More information about Baby Feet Deformities or Clubfoot ? and why exercises are important
Clubfoot is actually a common name for a whole range of foot deformities in children. It is a congenital foot condition that is usually due to irregular positioning of your babies feet in the uterus ; as the pregnancy advances, the feet assume the most comfortable position. As the vital space decreases this results in difficulty to move them in the opposite direction. This abnormality persists after delivery, because one of the muscles is retracted and the opposing muscle is stretched.
Around 1 in 3 babies in each 1000 can be born with clubfoot, and it is much more common in boys than girls. Although the condition will not cause your baby any pain, it can cause them problems later on in life, and affect their ability to walk.

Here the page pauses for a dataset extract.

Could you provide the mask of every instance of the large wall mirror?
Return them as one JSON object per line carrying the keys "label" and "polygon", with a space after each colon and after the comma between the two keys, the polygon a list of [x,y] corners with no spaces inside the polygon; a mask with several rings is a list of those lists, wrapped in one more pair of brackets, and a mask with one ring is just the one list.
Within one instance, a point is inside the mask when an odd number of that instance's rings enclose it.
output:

This is why it is important to treat the condition early with physiotherapy.
More severe baby feet deformities – talipes equinovarus.
Certain deformities such as talipes equinovarus, which can also be called club foot, are more difficult to correct as they are non-flexible and often correlate with neurological problems. This rehabilitation will involve a close cooperation between the paediatric physiotherapist and your baby’s doctor which may involve a cast and surgery, however these deformities are rare.